5) Omega-3 fatty acids
There is some evidence that omega-3 supplementation (containing the fatty acids EPA & DHA) can help reduce depressive symptoms, particularly in those with bipolar disorder. Omega-3 fatty acids can be found most abundantly in fish such as salmon. Plant sources include canola oil, flax, and walnuts (however, the plant sources only have one of the 3 types of omega-3 fatty acids). Here's a link to recent Cochrane Review abstract:
Here are some links to other reviews:

However the evidence appears to be fairly weak at this point, there may be some publication bias (i.e. studies showing no effect may not have been published) so more research really needs to be done. In the meantime, though, omega-3 supplementation (usually in the form of fish oil capsules) appears to be harmless, and potentially beneficial. The dose corresponding to what many of the studies used is about 3-6 grams of salmon oil daily (usually 3-6 capsules, each of which containing 1 gram).
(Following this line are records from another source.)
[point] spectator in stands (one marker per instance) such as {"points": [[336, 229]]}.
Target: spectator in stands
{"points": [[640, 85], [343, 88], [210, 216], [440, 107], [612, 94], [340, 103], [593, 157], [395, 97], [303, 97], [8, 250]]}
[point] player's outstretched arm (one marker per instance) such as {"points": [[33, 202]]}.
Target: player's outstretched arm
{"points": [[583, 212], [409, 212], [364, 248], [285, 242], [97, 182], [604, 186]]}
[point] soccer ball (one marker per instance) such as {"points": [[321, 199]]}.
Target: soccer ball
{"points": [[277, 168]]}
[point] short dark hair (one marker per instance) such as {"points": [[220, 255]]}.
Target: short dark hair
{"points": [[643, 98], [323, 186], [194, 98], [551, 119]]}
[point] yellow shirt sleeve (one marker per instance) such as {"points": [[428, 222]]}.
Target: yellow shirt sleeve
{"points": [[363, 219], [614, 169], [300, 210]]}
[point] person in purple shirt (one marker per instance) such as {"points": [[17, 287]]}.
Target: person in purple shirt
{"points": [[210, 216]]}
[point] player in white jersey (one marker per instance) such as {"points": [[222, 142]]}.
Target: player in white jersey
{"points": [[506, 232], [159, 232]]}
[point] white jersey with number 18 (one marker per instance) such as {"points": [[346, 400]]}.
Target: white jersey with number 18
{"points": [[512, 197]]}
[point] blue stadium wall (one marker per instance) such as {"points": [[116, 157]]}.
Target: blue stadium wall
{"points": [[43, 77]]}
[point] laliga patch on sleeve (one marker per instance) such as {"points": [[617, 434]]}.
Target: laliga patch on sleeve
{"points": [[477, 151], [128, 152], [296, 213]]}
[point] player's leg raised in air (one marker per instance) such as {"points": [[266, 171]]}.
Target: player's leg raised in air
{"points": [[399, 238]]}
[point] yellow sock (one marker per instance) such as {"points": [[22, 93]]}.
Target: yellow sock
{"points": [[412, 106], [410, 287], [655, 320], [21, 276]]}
Omega-3 supplementation may be beneficial in other ways--it may help protect against macular degeneration (vision deterioration during old age). Also there is some data showing that higher omega-3 intakes, or fish consumption, may slow the rate of cognitive decline in old age. Here's the best such study I could find showing this:


I suspect that some of the benefits from increasing omega-3 intake could be augmented by consuming a diet in which other unhealthy lipids are minimized--this would involve reducing omega-6 intake, eliminating trans fatty acids, and moderating the intake of saturated fats. I invite the interested reader to research this subject further.